20GHz Operation of an Asynchronous Wave-Pipelined RSFQ Arithmetic-Logic Unit  by Filippov, Timur V. et al.
 Physics Procedia  36 ( 2012 )  59 – 65 
1875-3892  © 2012 Published by Elsevier B.V. Selection and/or peer-review under responsibility of the Guest Editors. 

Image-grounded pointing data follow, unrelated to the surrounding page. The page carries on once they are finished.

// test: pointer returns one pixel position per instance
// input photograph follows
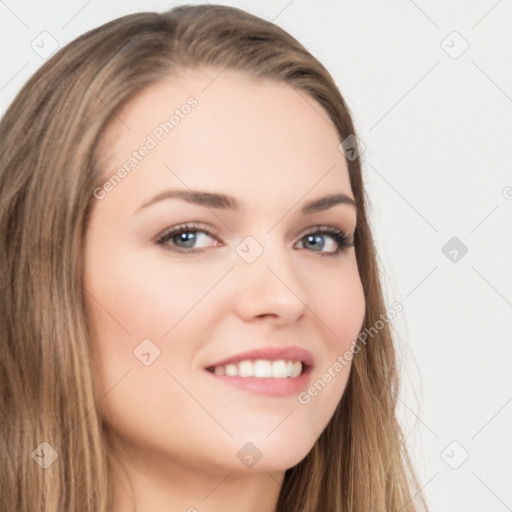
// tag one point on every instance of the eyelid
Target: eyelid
(335, 231)
(187, 226)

doi: 10.1016/j.phpro.2012.06.130 
Superconductivity Centennial Conference 
20 GHz operation of an asynchronous wave-pipelined RSFQ 
arithmetic-logic unit 
Timur V. Filippova*, Anubhav Sahua, Alex F. Kirichenkoa, Igor V. Vernika, 
Mikhail Dorojevetsb, Christopher L. Ayalab, and Oleg A. Mukhanova 
aHYPRES, Inc, 175 Clearbrook Road, Elmsford, NY 10523, USA 
bDepartment of Electrical and Computer Engineering, Stony Brook University, Stony Brook, NY 11794, USA 
 
Abstract 
We have designed and tested at high frequency an RSFQ-based Arithmetic-Logic Unit (ALU), the critical component of an 8-bit 
RSFQ processor datapath. The ALU design is based on a Kogge-Stone adder and employs an asynchronous wave-pipelined 
approach scalable for wide datapath processors. The 8-bit ALU circuit was fabricated with HYPRES’ standard 4.5 kA/cm2 process 
and consists of 7,950 Josephson junctions, including input and output interfaces. In this paper, we present chip design and high-
speed test results for the 8-bit ALU circuit. 
 
© 2011 Published by Elsevier Ltd. Selection and/or peer-review under responsibility of Horst Rogalla and Peter Kes. 
Keywords: RSFQ; ALU; microprocessor, datapath.  
 
1. Introduction 
A high-performance arithmetic-logic unit (ALU) is a fundamental building block for any special- or general-
purpose processor. The reported ALU is a key processing component for the RSFQ-based [1] 8-bit processor datapath 
[2]. This is the first attempt to build a superconductor parallel processor in contrast to the bit-serial approaches [3, 4]. 
The ALU design is based on Kogge-Stone adder (KSA) [5]. A set of logic operations is integrated into the adder 
structure. The ALU is switched between arithmetic and logic operations by control signals. A similar approach to 
build an adder-based ALU was reported in [6]. However, that ALU was based on a simple ripple-carry adder and, 
therefore, was hardly scalable to a large number of bits. 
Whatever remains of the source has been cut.